Some tactical suggestions

  • As a reviewee-
    • Provide a good overview that contains context on what the patch is for, and if there is additional context e.g. “this is a quick scrappy MVP that we don’t plan to use long-term“ or “this is the new architecture pattern we are trying out to see how well it works”, etc
    • Make your code understandable – many miscommunications happen because it’s not clear what the code is doing, be careful about unnecessary complexity.

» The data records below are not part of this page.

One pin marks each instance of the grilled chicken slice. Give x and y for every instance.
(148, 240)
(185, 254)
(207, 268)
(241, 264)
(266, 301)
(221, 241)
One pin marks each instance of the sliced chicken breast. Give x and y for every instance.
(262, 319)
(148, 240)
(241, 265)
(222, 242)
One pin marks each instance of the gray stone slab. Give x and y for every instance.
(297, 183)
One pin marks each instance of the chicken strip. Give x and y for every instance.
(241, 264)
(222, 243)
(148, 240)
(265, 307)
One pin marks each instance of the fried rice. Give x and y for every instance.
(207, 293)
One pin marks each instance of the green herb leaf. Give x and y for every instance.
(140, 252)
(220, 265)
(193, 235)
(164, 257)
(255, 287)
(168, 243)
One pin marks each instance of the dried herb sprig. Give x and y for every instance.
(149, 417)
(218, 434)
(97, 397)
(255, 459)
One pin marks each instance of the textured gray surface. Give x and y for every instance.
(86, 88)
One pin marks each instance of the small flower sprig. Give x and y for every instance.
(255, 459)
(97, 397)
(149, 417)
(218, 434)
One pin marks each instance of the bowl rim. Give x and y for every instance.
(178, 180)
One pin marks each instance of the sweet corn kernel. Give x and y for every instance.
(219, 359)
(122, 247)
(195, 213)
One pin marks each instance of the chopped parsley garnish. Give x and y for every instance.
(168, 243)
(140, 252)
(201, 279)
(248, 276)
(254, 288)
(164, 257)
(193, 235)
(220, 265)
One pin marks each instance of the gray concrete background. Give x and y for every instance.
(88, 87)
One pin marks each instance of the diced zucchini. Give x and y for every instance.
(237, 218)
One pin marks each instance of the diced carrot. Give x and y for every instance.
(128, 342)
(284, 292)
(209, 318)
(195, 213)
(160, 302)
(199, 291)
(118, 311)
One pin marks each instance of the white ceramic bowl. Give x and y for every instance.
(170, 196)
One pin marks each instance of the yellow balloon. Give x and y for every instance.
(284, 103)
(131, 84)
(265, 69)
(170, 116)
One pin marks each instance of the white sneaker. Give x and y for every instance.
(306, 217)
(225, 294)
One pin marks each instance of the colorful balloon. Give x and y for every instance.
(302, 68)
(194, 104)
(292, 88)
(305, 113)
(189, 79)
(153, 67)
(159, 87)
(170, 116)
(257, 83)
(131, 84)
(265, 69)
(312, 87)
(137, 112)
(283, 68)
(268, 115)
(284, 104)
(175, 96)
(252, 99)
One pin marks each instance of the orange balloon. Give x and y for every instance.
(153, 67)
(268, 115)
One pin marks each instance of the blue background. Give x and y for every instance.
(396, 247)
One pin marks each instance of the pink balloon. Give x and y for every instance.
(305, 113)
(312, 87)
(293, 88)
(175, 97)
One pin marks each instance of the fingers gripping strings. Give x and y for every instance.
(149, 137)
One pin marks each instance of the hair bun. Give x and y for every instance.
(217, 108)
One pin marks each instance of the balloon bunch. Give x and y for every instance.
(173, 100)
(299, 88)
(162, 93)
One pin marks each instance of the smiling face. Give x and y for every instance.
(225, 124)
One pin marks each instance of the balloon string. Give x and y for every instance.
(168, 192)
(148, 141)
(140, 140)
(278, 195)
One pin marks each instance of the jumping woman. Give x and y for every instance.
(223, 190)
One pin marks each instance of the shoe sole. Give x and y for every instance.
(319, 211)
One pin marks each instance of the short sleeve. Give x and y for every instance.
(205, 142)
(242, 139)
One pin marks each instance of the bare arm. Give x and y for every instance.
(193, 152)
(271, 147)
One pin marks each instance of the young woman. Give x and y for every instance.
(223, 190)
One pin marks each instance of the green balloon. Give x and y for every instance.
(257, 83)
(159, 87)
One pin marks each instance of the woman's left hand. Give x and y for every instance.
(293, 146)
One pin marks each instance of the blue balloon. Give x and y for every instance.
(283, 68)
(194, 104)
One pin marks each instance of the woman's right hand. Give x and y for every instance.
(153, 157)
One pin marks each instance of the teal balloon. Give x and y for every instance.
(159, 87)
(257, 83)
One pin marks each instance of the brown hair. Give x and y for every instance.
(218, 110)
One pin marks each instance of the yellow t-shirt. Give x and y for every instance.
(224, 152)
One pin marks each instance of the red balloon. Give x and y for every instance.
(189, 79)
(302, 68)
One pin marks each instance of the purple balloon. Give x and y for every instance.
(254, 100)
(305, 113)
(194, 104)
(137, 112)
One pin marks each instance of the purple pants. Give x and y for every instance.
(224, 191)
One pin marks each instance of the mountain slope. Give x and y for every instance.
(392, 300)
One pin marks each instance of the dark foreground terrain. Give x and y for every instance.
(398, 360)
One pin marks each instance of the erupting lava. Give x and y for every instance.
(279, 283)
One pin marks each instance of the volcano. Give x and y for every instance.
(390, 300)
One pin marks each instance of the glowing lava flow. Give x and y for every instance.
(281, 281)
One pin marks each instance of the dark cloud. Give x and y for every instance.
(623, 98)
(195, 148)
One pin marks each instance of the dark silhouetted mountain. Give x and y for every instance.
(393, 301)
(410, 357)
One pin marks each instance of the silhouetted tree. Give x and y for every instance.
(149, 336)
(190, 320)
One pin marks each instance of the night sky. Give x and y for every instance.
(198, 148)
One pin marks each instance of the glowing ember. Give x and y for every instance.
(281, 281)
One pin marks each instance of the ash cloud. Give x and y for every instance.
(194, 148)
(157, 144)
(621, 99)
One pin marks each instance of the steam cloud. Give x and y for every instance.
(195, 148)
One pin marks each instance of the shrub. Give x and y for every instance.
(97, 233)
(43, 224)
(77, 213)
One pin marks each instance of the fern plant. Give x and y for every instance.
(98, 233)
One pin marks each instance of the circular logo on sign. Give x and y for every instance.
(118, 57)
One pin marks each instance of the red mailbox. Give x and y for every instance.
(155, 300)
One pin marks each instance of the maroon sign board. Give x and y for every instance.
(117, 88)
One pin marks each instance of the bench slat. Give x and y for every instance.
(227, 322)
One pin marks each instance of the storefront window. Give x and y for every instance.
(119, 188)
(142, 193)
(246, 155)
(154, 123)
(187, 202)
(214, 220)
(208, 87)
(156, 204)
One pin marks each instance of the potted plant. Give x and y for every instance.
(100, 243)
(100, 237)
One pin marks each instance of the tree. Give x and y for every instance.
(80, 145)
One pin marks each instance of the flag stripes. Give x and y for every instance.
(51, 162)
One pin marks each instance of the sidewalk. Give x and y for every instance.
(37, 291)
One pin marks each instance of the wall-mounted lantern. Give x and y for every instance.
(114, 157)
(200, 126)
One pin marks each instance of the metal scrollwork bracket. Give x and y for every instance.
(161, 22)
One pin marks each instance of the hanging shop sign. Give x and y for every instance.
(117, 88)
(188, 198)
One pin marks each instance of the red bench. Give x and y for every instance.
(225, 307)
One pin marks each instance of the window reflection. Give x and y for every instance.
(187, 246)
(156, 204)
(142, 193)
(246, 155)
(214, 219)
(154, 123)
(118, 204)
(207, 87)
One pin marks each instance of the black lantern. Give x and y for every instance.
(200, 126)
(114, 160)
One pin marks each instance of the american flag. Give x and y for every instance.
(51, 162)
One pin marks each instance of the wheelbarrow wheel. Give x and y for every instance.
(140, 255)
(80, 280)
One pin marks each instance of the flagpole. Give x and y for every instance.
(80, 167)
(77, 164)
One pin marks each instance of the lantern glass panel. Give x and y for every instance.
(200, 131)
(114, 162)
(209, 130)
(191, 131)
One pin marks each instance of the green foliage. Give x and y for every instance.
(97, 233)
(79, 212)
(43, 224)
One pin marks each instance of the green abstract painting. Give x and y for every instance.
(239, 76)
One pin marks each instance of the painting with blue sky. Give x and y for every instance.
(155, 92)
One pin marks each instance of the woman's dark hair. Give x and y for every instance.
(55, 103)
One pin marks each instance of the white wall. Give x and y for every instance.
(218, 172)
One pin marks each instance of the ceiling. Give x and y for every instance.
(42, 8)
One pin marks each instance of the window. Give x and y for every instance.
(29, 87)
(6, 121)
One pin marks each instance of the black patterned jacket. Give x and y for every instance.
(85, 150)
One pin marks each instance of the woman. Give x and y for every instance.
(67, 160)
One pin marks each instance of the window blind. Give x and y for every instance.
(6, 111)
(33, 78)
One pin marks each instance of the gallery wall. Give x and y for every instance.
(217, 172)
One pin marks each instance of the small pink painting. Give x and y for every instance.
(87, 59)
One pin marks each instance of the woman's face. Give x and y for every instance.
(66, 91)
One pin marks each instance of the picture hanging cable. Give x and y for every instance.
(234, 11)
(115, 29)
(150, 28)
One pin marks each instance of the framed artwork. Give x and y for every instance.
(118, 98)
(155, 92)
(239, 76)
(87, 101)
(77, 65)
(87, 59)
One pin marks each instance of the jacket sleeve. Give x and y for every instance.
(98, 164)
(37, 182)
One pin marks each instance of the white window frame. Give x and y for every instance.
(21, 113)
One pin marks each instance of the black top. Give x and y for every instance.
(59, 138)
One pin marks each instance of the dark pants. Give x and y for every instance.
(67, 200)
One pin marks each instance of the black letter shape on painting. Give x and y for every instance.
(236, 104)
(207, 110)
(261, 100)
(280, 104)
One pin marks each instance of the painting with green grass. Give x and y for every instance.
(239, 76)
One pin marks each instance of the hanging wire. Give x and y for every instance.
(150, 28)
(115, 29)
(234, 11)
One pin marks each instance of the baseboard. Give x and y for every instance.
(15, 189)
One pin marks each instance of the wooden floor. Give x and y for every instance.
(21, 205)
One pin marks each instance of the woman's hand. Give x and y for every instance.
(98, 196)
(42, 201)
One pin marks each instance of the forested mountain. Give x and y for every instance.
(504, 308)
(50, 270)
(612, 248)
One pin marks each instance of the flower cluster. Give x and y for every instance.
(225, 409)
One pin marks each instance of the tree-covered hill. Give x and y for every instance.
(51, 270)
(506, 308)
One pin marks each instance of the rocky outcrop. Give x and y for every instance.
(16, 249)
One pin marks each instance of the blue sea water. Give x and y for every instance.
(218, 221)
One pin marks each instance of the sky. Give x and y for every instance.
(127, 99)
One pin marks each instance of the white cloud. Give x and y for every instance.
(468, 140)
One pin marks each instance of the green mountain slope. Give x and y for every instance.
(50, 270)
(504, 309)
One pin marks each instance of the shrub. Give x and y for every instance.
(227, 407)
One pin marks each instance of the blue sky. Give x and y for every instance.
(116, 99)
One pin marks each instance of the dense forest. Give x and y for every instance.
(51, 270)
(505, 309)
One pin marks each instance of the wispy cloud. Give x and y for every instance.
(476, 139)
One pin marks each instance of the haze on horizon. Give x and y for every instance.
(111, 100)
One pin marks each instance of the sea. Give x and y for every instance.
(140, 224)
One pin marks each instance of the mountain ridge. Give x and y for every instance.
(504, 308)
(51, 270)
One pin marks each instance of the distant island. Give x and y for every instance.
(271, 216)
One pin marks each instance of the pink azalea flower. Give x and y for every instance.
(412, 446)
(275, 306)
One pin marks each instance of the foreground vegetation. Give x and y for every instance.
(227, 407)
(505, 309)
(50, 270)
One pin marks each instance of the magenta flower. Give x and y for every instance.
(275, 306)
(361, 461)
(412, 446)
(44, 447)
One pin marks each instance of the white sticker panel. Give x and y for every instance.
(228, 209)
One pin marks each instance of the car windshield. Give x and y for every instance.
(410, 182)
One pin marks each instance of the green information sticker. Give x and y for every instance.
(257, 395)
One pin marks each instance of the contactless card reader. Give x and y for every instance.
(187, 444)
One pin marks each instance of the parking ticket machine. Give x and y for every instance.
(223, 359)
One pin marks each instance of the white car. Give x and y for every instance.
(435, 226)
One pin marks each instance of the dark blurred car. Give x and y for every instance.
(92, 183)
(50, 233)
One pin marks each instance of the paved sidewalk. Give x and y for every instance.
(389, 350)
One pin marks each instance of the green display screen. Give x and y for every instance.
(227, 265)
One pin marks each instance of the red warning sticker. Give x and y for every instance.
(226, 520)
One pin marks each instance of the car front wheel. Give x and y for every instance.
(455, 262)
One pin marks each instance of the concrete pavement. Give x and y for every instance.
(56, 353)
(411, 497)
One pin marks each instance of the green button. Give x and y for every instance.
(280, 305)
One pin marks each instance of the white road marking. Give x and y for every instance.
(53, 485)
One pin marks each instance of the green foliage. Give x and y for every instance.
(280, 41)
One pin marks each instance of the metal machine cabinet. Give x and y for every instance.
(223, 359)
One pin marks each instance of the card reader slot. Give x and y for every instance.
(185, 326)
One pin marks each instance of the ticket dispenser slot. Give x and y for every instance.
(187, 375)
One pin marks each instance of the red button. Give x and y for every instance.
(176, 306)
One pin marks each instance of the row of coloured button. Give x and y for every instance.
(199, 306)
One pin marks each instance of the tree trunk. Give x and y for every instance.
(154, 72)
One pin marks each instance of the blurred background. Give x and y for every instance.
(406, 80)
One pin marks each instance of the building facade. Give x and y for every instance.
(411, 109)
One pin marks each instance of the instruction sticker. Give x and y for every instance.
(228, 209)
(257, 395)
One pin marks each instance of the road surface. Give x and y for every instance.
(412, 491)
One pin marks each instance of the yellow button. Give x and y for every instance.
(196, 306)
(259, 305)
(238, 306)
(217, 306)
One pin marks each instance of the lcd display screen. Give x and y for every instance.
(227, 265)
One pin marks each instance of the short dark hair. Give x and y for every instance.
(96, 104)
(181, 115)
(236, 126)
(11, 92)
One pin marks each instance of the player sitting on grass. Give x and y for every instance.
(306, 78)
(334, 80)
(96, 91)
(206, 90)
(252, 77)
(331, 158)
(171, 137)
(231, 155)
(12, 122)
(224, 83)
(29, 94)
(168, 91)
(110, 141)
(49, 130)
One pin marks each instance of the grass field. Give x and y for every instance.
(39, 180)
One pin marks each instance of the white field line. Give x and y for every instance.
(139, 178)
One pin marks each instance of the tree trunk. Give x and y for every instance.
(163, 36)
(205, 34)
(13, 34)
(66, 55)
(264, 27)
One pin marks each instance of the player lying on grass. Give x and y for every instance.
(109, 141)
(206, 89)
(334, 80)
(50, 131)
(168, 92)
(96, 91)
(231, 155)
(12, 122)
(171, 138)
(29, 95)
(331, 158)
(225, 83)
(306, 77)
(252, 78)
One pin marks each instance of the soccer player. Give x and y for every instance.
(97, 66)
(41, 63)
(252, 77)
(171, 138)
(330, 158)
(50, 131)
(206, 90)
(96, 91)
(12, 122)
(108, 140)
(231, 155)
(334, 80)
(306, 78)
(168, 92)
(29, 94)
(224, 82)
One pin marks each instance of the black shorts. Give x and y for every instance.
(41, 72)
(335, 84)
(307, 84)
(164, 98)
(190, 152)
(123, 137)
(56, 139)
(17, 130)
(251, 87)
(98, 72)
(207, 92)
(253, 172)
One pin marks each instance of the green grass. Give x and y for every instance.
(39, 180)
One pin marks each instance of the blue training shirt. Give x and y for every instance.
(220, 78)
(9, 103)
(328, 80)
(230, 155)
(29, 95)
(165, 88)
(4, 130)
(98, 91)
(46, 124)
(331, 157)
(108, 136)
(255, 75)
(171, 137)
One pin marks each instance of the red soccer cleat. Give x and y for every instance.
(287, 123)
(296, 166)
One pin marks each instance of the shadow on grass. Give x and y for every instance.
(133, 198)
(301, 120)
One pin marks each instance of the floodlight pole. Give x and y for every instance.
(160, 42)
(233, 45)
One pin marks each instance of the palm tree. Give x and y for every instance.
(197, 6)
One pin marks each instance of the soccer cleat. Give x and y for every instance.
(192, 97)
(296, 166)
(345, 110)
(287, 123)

    • If what you’re doing is so complex that it’s hard to understand if you didn’t write it, then add descriptive, well-written comments to your code
  • As a reviewer-
    • Don’t leave comments that are simple assertions e.g. “use foo.go() not foo.start()”. Your comments should be teaching opportunities e.g. “Based on what you’re trying to do here, to make foo go, you might want to use foo.go() instead of foo.start(), foo.start() does not do the {go subroutine} which based on the overview it seems you want”
    • Point to good examples to help support better understanding. 
    • Try not to harp too much on code style (whitespace, newlines indentation).

On a final note, building a culture is hard. To get this to stick you should reinforce the message in meetings with your team. Encourage every engineer to call out instances of disrespectful review behavior.